No sé, no puedo pensar en algo parecido, éramos muy inusuales en muchos aspectos, es gracioso eso. Creo que en los 90 hablar de política se volvió algo fuera de moda y los músicos pensaban que iban a aburrir a la audiencia si hablaban de eso, aunque en términos de sonido muchas cosas que hicimos nosotros se tomaron en esos años. Ahora me resulta interesante Frank Ocean, que nos sampleó (N. de la R.: "Futura Free" contiene un sampleo de "Love Like Anthrax") y que dijo que está interesado en meterse más en cuestiones políticas.

¿Qué recordás del final de los 70 y la escena post punk? ¿Fue tan excitante como se la ve a la distancia?
Sí, realmente lo fue. Cuando empezamos, para mí fue como encontrar un nuevo lenguaje, en todo sentido. El estallido del punk rock fue un acto en sí mismo, que nos definió a todos. Empece a escribir canciones y quería definir mi manera de decir las cosas, estábamos trabajando en los temas de nuestro primer disco y de pronto nos pusimos funky, encontramos algo nuevo ahí. Cuando nos formamos, yo apenas tenía 20 años, era una persona muy distinta de lo que fui después, obvio, porque siempre sos la persona que vivís en ese tiempo. En ese momento era el principio de la pelea entre derecha e izquierda en Gran Bretaña, y las canciones se escribían en ese contexto. Tal vez no sobre eso puntualmente, sino sobre las ideas, las historias detrás de los eventos.
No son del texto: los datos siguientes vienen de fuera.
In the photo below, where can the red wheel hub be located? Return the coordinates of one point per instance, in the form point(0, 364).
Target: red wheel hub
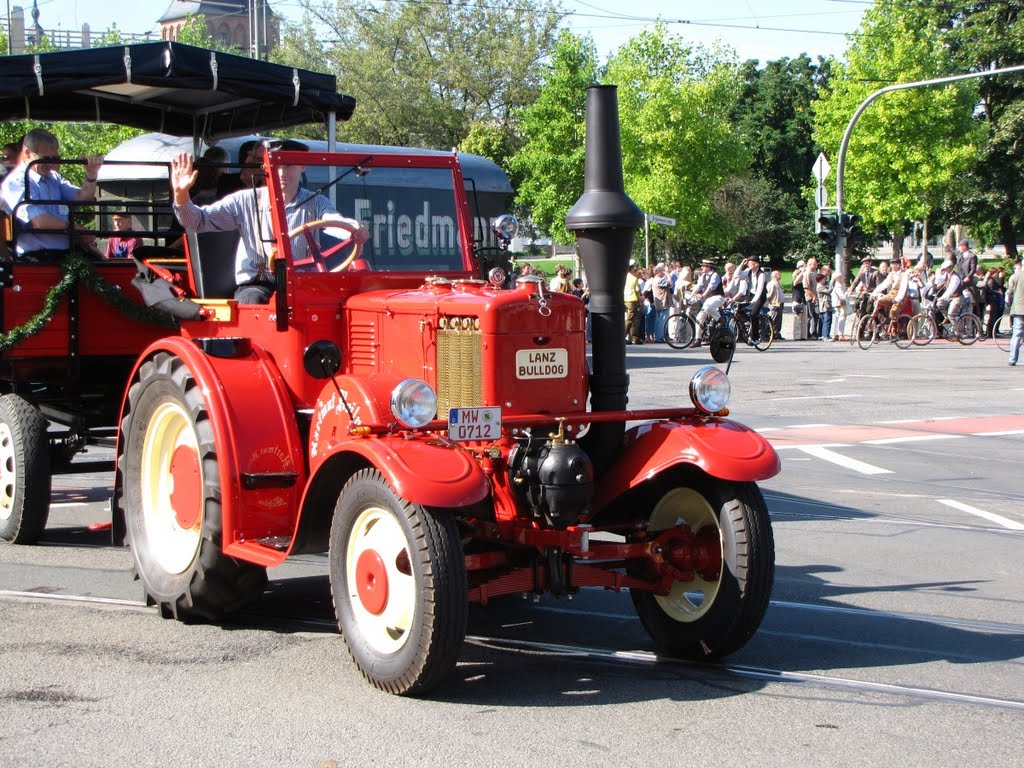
point(371, 582)
point(186, 498)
Y Entertainment! es tal vez uno de los discos que se hace cargo de discutir ese estado de las cosas en la época.
Creo que la idea de la banda fue grabar teniendo en cuenta ese concepto de entretenimiento y qué significaba en ese momento. Cuando en los 70 hablabas de entretenimiento, lo que se te venía a la cabeza eran los comediantes de la BBC que hacían chistes sexistas y racistas, o bandas pasatistas que tocaban una música de mierda. Entonces pensamos en que nuestra música fuera un contraste a eso. Hicimos algo que podía sonarte familiar pero que, a la vez, nunca habías escuchado antes. Por eso el signo de exclamación al final.

Los Red Hot Chili Peppers dicen haber robado una canción completa de Gang of Four, pero nunca dicen cuál. ¿Te lo dijeron a vos cuando los produjiste?
Bueno, en mi opinión fue más de una (risas). Siempre me dicen que "Not Great Men" fue la canción que los inspiró a formar el grupo y por eso me pidieron que les produjera el primer disco. Por eso es obvio que se nota la influencia. También escuché a Trent Reznor decir que lo habíamos influido, y lo mismo con Tom Morello y St. Vincent.

Siempre se destacó que estaban interesados en la lucha feminista. ¿Creés que ha cambiado la imagen del rockstar como macho?
Bueno, es gracioso eso, porque éramos amigos de The Raincoats, que eran todas mujeres, y ellas nos criticaban por ser demasiados masculinos. Decían que la estructura de sus canciones era flexible, maleable y que podía reconvertirse de distintas formas, mientras que las nuestras eran muy rígidas, lo cual era una forma masculina de hacer las cosas. Creo que esa idea era genial, tenían una forma de ver y pensar el rock muy original. Yo soy un nombre normal, con todo lo que eso implica, hay muchas cosas que nos vienen dadas por ser hombres, pero eso no debe detenerte para hablar y hacer visibles las injusticias que viven las mujeres. De hecho, "It's Her Factory", que es el lado B de "At Home He's a Tourist", estaba inspirada en una publicidad de mierda que decía que el lugar de la mujer era limpiar la cocina y tener niños, por eso le pusimos ese nombre. La forma en la que la sociedad se construye a sí misma es algo muy serio, pero también te da material para ironizar sobre eso, podés reírte de algo que te enferma.